In the final hours of The Messenger, owner Jimmy Finkelstein reached out to offer a merger with the Los Angeles Times, telling his staff that a deal was imminent, TheWrap has learned. But the Los Angeles Times insisted that there was no such deal on the table, only a desperate call from Finkelstein to owner Patrick Soon-Shiong, according to an insider there.
Two individuals with ties to The Messenger told to TheWrap that Finkelstein and Soon-Shiong were eager to merge their organizations, but could not get the deal done fast enough to outrun a lack of cash.
“Patrick was very keen to do the merger – which is why the announcement to staff about The Messenger closing was delayed. Patrick had the money, and at that point, Jimmy would have taken anything,” said the first individual with knowledge of the negotiations.
“Jimmy was really holding out for the deal with Patrick, and even on Tuesday night Jimmy was saying to staff he was inches away from making the deal.
“But it fell apart on Wednesday because they didn’t have enough time to do due diligence. That can take months and The Messenger didn’t have enough cash to stay afloat for that long.”
But an L.A. Times insider disputed this version, saying that Finkelstein reached out to Soon-Shiong on Monday but there wasn’t any discussion of a merger, and neither the Times or any entity affiliated with the Times made any offer for The Messenger.
The Messenger shuttered on Wednesday less than a year after its launch.
Finkelstein, media entrepreneur and founder of The Messenger, had told the company’s board this week that he was discussing a deal to merge with the L.A. Times to prevent the website from going under. The L.A. Times has also experienced financial troubles as of late, with 120 jobs cut from the newspaper in January.
The New York Times first reported the proposed deal on Thursday.
A merger could have driven some further digital readership to the L.A. Times, which could afford to bolster its subscriber base. In return, the billionaire owner of the L.A. Times Patrick Soon-Shiong could cover The Messenger’s payroll, keeping the company alive.
Soon-Shiong was not the only person approached by The Messenger’s leadership to save the start-up. Finkelstein also approached Omeed Malik, a financier who has been financially involved in Tucker Carlson’s new media company.
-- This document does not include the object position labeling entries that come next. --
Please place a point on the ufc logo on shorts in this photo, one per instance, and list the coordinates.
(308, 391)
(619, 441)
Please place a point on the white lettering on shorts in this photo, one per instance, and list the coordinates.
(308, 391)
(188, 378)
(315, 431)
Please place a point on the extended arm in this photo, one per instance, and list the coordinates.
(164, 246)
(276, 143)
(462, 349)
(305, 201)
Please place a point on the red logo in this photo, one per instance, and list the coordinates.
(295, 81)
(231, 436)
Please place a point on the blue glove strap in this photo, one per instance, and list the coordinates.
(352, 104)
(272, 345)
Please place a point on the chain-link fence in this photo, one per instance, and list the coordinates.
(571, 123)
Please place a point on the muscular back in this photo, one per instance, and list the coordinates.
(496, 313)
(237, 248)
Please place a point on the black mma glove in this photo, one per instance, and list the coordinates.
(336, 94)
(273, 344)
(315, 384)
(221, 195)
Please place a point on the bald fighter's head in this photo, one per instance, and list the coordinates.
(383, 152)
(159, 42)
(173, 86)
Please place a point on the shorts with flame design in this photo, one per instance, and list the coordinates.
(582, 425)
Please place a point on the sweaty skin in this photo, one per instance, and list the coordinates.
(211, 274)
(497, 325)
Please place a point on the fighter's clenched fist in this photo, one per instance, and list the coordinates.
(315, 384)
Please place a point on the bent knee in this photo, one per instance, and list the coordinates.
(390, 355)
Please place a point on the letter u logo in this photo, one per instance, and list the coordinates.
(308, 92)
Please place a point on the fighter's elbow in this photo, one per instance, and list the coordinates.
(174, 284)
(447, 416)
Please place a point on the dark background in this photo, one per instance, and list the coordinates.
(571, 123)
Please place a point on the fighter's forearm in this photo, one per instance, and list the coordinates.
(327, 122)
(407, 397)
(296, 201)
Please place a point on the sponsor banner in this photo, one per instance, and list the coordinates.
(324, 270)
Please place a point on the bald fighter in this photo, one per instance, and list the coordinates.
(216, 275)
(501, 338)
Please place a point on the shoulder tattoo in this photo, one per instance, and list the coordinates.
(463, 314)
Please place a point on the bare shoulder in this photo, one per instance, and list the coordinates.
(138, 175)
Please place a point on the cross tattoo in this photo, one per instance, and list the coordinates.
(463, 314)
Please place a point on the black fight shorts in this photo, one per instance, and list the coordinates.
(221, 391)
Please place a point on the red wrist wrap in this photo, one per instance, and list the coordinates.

Ultimately, negotiations fell apart, according to Finkelstein’s communications with the board, and The Messenger had no alternative to shuttering. In his memo to staff announcing the decision to close, Finkelstein wrote, “Over the past few weeks, literally until earlier today, we exhausted every option available and have endeavored to raise sufficient capital to reach profitability.”